Goodbye to a Yankee farmer, the ghost of Exit 8
WEATHERSFIELD, Vt. — The morning sun was just slanting through the trees when a crew arrived with chain saws to remove the last sign of Romaine Tenney.
It was only a tree, a gnarled rock maple that stood for generations on the Tenney farm, and somehow survived what happened there on that September night in 1964.
Now Vermont had ordered the tree cut down. A chain saw began to whine, and clouds of sawdust bloomed into the air. Then the first limbs began to fall, light and springy, coming to rest in a shower of twigs.
A dozen townspeople stood watching, mourners at a graveside.
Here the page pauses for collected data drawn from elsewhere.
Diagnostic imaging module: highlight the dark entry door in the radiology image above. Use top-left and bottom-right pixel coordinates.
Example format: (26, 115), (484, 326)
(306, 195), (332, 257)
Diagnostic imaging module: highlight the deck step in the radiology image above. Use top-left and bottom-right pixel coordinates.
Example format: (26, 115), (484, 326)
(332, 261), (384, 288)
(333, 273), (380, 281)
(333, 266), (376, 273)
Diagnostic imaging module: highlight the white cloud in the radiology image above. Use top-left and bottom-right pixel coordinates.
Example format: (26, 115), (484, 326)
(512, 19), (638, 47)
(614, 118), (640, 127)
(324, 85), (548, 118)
The tree was mostly dead, but they associated it with Tenney, the bachelor farmer whom they had called “Whiskers,” and who had died in such a terrible way.
They were old enough to remember when the interstate was built, on land taken from farmers up and down the Connecticut Valley. The state offered compensation, but if landowners refused, it could seize land by eminent domain.
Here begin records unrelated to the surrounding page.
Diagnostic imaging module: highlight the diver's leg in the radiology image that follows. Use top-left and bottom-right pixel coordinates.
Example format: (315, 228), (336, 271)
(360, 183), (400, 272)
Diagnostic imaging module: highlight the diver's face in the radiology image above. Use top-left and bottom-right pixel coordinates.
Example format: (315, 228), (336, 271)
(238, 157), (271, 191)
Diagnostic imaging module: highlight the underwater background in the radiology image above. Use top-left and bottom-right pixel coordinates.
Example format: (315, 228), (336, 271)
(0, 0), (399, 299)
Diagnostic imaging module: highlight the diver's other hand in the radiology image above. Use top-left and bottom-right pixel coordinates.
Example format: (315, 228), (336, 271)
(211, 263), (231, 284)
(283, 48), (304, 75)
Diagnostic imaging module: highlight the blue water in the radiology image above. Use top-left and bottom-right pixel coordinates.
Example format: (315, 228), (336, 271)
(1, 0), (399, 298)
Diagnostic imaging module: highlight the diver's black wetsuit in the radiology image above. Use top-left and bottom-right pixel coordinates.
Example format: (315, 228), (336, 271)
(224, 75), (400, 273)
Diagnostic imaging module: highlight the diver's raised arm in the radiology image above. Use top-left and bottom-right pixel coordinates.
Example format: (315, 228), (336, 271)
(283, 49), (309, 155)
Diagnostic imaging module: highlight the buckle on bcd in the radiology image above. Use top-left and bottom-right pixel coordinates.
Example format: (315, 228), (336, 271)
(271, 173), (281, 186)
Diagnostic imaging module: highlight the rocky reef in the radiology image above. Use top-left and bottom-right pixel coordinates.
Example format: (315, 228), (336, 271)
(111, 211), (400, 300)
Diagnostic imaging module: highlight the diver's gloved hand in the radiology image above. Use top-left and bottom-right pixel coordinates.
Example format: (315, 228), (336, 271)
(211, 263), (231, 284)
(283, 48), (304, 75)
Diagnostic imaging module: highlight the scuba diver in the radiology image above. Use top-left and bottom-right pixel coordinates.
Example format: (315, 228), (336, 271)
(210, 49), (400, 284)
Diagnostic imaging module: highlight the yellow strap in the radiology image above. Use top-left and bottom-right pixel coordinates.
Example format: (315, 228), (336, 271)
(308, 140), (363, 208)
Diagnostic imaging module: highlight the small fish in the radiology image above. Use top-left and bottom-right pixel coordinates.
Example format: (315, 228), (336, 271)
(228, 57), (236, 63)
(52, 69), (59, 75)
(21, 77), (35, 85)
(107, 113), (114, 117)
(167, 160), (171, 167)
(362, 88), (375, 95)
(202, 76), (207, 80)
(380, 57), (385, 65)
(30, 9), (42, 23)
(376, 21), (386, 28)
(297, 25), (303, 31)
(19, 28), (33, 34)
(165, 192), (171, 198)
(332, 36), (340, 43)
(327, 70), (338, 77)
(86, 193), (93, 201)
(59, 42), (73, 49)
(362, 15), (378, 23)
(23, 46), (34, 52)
Plenty of farmers grumbled about leaving, but Tenney simply refused to go. Throughout the summer of 1964, bulldozers leveled much of the land around his farmhouse, but Tenney kept milking his cows, as if nothing were happening.
In September, a week after Tenney’s 64th birthday, state officials authorized local authorities to remove him from the property. The sheriff arrived with deputies to empty his barn, piling his harnesses and plows and tools in a meadow.
That night, Tenney’s brother implored him to make a life somewhere else, recalled his niece, Gerri Dickerson, 71. The highway department had told him it would be his last night in his house.
“What I remember is that he and Daddy were talking and tears were just rolling down Romaine’s face,” she said. “It was the eleventh hour, as they say. There had been so much agitation and grievance. The workers couldn’t get where they had to get because Romaine would block the way.”
“In his mind,” she said, “the only way out was to do what he did.”
Rod Spaulding was a volunteer firefighter at the time, and he remembers being awakened by a siren around 3 a.m. the next day. He stumbled outside, looked up at the sky and saw, as he put it later, that it was “just one red fireball.” The fire was raging 60 feet into the air, seemingly from many directions at once, barn and sheds and farmhouse.
He heaved on the door to the room where Tenney slept, and realized, through the haze, that it had been nailed shut. The heat was so intense it melted the bubble light on the top of the fire chief’s car.
John Waite, who was 12 at the time, had run to the scene with his father, joining a crowd of spectators. “What I remember most is just being awe-struck,” he said. “I could see the reflection of the flames on people’s faces. That’s one of the things I remember. Everyone’s face was lighted up with these flames.”
The ruins of the farmhouse were too hot to approach the next day; if you looked into the cellar hole, you could see metal glowing red. When they could finally enter, the firefighters found evidence: an old bed frame, a rifle with expended shells. And bone fragments.
Tenney’s remains were never identified; the ashes were dumped in the woods. The day after his memorial service, the state’s attorney gave permission to the highway engineers to fill in the house’s cellar hole, and construction on the highway resumed.
Circling the wagons
Tenney’s shocking act was national news, resonating with Americans who were watching the countryside rapidly transformed.
Over the years that followed, new highways pumped outsiders into Vermont by the millions, and sentiment began to turn against unchecked growth. Tenney would take on the proportions of a folk hero, the subject of poems, ghost stories and at least three country music songs.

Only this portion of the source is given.